Information Theory
Information theory quantifies uncertainty, information content, and communication efficiency. In ML, it provides the theoretical foundation for loss functions, compression, and learning bounds.
Entropy
Shannon entropy measures the expected surprise (uncertainty) of a random variable $X$:
\[H(X) = -\sum_x p(x) \log p(x)\]- Uses $\log_2$ → bits; $\ln$ → nats
- $H(X) \geq 0$, equals 0 when $X$ is deterministic
- Maximized by the uniform distribution
- For binary $X$: $H = -p\log p - (1-p)\log(1-p)$ (binary entropy function)
Differential entropy for continuous distributions:
\[h(X) = -\int p(x) \log p(x)\, dx\]Can be negative (unlike discrete entropy).
Joint and Conditional Entropy
\[H(X, Y) = -\sum_{x,y} p(x,y) \log p(x,y)\] \[H(Y|X) = -\sum_{x,y} p(x,y) \log p(y|x)\]Chain rule: $H(X, Y) = H(X) + H(Y \mid X)$
Conditioning reduces entropy: $H(Y \mid X) \leq H(Y)$
Cross-Entropy
Measures the expected number of bits needed to encode samples from $p$ using a code optimized for $q$:
\[H(p, q) = -\sum_x p(x) \log q(x)\]Cross-entropy loss in classification:
\[\mathcal{L} = -\sum_i y_i \log \hat{y}_i\]where $y$ is the true label (one-hot) and $\hat{y}$ is the predicted probability.
- Minimizing cross-entropy = maximizing log-likelihood = MLE
KL Divergence
Measures how much distribution $q$ diverges from the true distribution $p$:
\[D_{KL}(p \Vert q) = \sum_x p(x) \log \frac{p(x)}{q(x)}\]Properties:
- $D_{KL}(p \Vert q) \geq 0$ (Gibbs’ inequality)
- $D_{KL}(p \Vert q) = 0$ iff $p = q$
- Not symmetric: $D_{KL}(p \Vert q) \neq D_{KL}(q \Vert p)$ in general
- Relationship: $H(p, q) = H(p) + D_{KL}(p \Vert q)$
Forward KL $D_{KL}(p \Vert q)$: zero-avoiding, $q$ must cover all of $p$. Reverse KL $D_{KL}(q \Vert p)$: zero-forcing, $q$ concentrates where $p$ is high. Used in variational inference (ELBO).
Mutual Information
Measures the amount of information shared between $X$ and $Y$:
\[I(X; Y) = \sum_{x,y} p(x,y) \log \frac{p(x,y)}{p(x)p(y)}\] \[I(X; Y) = H(X) - H(X|Y) = H(Y) - H(Y|X) = H(X) + H(Y) - H(X,Y)\]- $I(X; Y) = 0$ iff $X$ and $Y$ are independent
- $I(X; Y) = D_{KL}(p(x,y) \Vert p(x)p(y))$
Used in: feature selection, representation learning (InfoNCE), IB (information bottleneck).
Jensen’s Inequality
For a convex function $f$:
\[f(\mathbb{E}[X]) \leq \mathbb{E}[f(X)]\]For a concave function (like $\log$):
\[\log(\mathbb{E}[X]) \geq \mathbb{E}[\log X]\]Jensen’s inequality is used to derive the ELBO in VAEs and EM algorithm.

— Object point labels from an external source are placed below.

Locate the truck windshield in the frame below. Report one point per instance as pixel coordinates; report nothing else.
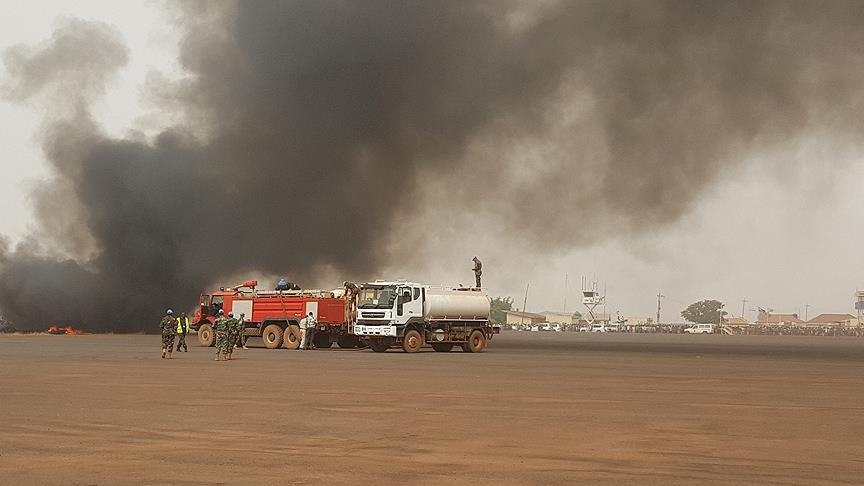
(376, 297)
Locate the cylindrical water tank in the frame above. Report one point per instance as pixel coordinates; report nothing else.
(444, 304)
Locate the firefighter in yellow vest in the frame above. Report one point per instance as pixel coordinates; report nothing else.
(182, 329)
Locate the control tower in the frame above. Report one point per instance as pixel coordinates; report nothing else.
(591, 298)
(859, 306)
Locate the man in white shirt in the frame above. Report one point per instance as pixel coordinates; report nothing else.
(307, 331)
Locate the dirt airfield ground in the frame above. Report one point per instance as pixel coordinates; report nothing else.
(536, 408)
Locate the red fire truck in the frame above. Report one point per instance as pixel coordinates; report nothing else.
(275, 315)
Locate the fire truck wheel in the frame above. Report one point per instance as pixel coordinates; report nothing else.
(272, 336)
(476, 342)
(412, 342)
(321, 340)
(442, 347)
(292, 337)
(206, 336)
(378, 345)
(348, 341)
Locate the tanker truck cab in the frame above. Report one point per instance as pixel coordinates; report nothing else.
(411, 315)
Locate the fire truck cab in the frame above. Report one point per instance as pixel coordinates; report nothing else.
(275, 315)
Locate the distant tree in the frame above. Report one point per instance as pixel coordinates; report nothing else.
(499, 307)
(704, 312)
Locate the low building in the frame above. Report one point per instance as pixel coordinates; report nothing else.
(558, 317)
(517, 318)
(833, 320)
(599, 318)
(779, 320)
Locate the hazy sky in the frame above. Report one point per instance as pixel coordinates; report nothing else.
(780, 229)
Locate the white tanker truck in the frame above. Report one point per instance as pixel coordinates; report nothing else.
(411, 315)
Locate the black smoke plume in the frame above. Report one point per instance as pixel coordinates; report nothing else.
(310, 128)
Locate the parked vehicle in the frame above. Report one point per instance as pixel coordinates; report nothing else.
(275, 315)
(409, 315)
(700, 329)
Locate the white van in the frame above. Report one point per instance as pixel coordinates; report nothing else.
(700, 329)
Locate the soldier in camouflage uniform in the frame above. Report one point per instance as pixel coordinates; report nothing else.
(240, 341)
(478, 270)
(168, 325)
(229, 337)
(232, 325)
(221, 334)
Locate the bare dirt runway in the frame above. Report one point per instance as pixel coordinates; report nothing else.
(536, 408)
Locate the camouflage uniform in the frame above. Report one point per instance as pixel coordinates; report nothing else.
(181, 330)
(168, 329)
(239, 339)
(226, 340)
(221, 335)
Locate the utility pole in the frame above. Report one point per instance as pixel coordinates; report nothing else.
(524, 303)
(565, 293)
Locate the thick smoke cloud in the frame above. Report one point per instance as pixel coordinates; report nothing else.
(312, 128)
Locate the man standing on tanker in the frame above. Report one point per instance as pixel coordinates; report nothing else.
(307, 332)
(167, 326)
(182, 329)
(478, 270)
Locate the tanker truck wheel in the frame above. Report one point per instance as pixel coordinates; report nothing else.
(206, 336)
(272, 336)
(442, 347)
(378, 345)
(412, 342)
(292, 337)
(347, 341)
(476, 342)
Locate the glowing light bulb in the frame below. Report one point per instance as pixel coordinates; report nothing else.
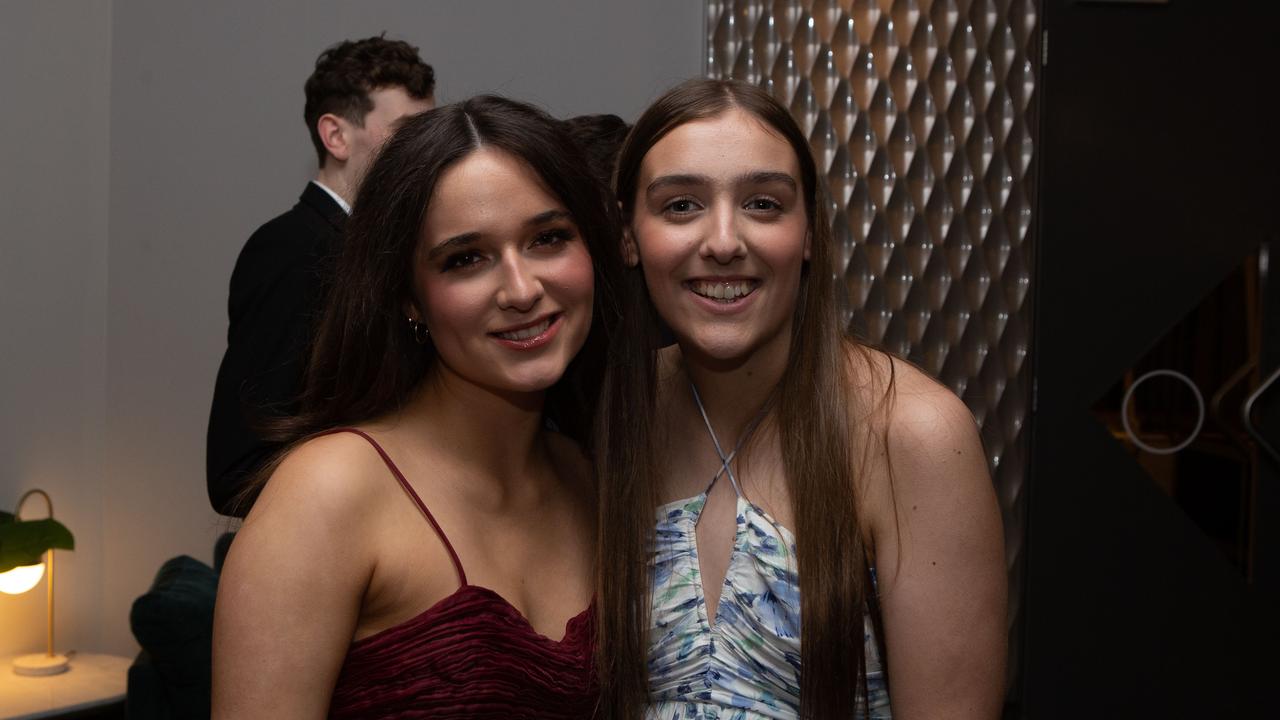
(21, 579)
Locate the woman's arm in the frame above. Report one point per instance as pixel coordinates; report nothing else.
(291, 591)
(940, 559)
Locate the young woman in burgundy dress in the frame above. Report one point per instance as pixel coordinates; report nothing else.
(425, 547)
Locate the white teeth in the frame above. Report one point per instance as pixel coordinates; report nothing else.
(722, 291)
(525, 333)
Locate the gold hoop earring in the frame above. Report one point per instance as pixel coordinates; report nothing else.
(420, 333)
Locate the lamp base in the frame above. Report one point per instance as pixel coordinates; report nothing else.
(40, 664)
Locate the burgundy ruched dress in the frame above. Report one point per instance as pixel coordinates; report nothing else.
(471, 655)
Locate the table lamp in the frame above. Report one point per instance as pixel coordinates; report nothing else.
(22, 542)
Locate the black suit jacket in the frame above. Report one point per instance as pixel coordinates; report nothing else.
(275, 296)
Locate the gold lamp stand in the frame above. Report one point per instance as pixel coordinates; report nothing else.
(42, 662)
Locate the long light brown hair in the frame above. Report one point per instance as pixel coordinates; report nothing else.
(812, 402)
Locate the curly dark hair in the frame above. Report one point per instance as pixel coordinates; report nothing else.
(347, 72)
(600, 137)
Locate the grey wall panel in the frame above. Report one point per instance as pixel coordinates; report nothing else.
(922, 114)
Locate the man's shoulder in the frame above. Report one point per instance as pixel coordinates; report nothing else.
(298, 227)
(289, 237)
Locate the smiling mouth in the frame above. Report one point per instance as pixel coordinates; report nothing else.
(528, 332)
(722, 291)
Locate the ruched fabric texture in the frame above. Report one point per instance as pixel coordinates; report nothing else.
(471, 655)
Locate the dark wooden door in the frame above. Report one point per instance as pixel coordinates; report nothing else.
(1153, 578)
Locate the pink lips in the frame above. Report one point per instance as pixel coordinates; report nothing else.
(531, 342)
(722, 295)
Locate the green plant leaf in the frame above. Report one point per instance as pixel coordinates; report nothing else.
(23, 542)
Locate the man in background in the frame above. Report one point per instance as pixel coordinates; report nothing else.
(353, 100)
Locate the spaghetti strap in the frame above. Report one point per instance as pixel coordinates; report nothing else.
(408, 490)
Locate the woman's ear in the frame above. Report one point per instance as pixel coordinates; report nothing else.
(630, 253)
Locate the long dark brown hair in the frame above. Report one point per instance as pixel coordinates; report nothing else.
(364, 360)
(812, 402)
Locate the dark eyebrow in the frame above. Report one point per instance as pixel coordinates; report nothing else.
(464, 240)
(553, 214)
(455, 242)
(664, 181)
(759, 177)
(766, 177)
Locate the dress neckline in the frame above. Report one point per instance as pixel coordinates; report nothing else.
(493, 596)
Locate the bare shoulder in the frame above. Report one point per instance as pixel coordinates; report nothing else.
(909, 419)
(336, 478)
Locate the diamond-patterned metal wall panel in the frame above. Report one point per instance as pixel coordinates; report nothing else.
(920, 112)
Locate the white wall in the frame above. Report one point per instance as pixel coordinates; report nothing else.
(200, 105)
(54, 89)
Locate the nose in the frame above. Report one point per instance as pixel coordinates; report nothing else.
(723, 242)
(520, 288)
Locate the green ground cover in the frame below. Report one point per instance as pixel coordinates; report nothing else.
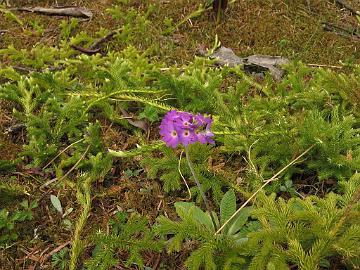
(86, 181)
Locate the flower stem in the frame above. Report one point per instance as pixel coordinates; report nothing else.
(196, 179)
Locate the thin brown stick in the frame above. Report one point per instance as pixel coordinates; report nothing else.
(84, 50)
(68, 172)
(266, 183)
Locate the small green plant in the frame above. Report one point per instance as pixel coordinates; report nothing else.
(213, 251)
(9, 221)
(60, 259)
(128, 233)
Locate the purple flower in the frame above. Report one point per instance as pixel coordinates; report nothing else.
(185, 128)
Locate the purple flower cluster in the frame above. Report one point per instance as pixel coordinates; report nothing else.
(186, 128)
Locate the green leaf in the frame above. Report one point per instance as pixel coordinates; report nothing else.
(227, 206)
(56, 203)
(240, 220)
(187, 210)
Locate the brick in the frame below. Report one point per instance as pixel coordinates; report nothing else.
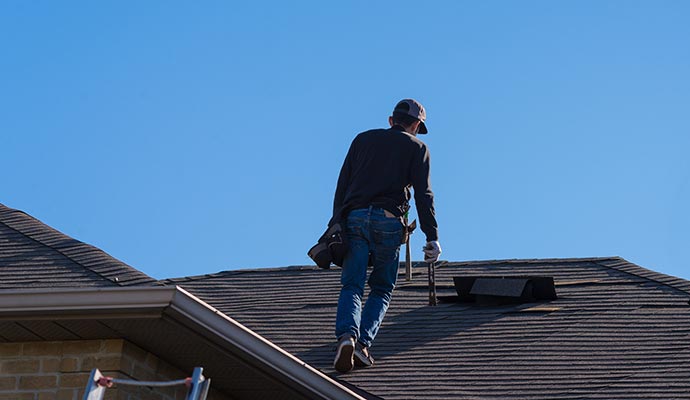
(20, 366)
(69, 364)
(17, 396)
(37, 382)
(74, 380)
(66, 394)
(110, 363)
(79, 347)
(8, 383)
(50, 365)
(42, 349)
(47, 396)
(135, 352)
(10, 349)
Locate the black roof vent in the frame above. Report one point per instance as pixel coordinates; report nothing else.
(493, 290)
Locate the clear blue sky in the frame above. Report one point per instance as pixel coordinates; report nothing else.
(193, 137)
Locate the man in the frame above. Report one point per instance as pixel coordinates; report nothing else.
(371, 199)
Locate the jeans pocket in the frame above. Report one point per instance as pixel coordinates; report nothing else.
(388, 238)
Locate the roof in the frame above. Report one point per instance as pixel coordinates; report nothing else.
(170, 322)
(34, 255)
(53, 287)
(616, 331)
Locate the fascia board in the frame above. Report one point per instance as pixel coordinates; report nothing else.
(91, 303)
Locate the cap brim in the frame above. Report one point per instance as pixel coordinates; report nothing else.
(422, 128)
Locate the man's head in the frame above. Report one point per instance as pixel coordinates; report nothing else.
(409, 114)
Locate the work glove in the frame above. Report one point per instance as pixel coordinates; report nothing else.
(432, 250)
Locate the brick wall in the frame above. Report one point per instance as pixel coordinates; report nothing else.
(60, 370)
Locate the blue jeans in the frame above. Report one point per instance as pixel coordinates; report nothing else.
(369, 231)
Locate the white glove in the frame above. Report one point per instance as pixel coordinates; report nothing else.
(432, 251)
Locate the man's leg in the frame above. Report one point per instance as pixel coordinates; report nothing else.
(386, 236)
(353, 276)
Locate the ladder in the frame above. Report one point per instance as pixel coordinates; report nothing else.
(197, 384)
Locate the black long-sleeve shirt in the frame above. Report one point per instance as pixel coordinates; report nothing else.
(379, 169)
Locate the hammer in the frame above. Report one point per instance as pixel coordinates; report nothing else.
(432, 284)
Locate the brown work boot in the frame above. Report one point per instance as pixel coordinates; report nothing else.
(344, 356)
(362, 356)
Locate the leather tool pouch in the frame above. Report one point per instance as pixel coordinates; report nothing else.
(407, 229)
(331, 247)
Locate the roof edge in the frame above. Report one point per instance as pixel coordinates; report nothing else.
(623, 265)
(74, 249)
(173, 302)
(417, 264)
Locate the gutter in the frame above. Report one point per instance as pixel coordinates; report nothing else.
(181, 306)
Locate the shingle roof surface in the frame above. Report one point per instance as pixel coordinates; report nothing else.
(617, 331)
(34, 255)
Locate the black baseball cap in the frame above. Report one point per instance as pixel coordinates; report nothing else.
(414, 109)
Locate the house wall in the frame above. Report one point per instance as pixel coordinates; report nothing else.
(60, 370)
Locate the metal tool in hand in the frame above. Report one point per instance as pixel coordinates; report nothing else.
(432, 284)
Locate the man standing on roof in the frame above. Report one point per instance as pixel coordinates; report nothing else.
(371, 199)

Data Processing Inequality
If $X \to Y \to Z$ form a Markov chain:
\[I(X; Z) \leq I(X; Y)\]Processing data cannot increase the information about the original source. Foundation of the information bottleneck theory of deep learning.
Minimum Description Length (MDL)
The best model is the one that gives the shortest combined description of:
- The model itself
- The data given the model
Connects information theory to Bayesian inference and model selection.
Maximum Entropy Principle
Among all distributions satisfying known constraints, choose the one with maximum entropy (the least committal distribution).
- No constraints → uniform distribution
- Known mean and variance → Gaussian distribution (maximum entropy for fixed mean/variance)
Used in: feature-based models (MaxEnt classifiers), energy-based models.
Entropy in Decision Trees
Information gain for feature $A$ with respect to target $Y$:
\[\text{IG}(Y, A) = H(Y) - H(Y|A)\]Greedy split criterion: choose the feature that maximizes information gain. Used in ID3, C4.5 algorithms.
Gini impurity is an alternative to entropy for CART:
\[G = 1 - \sum_k p_k^2\]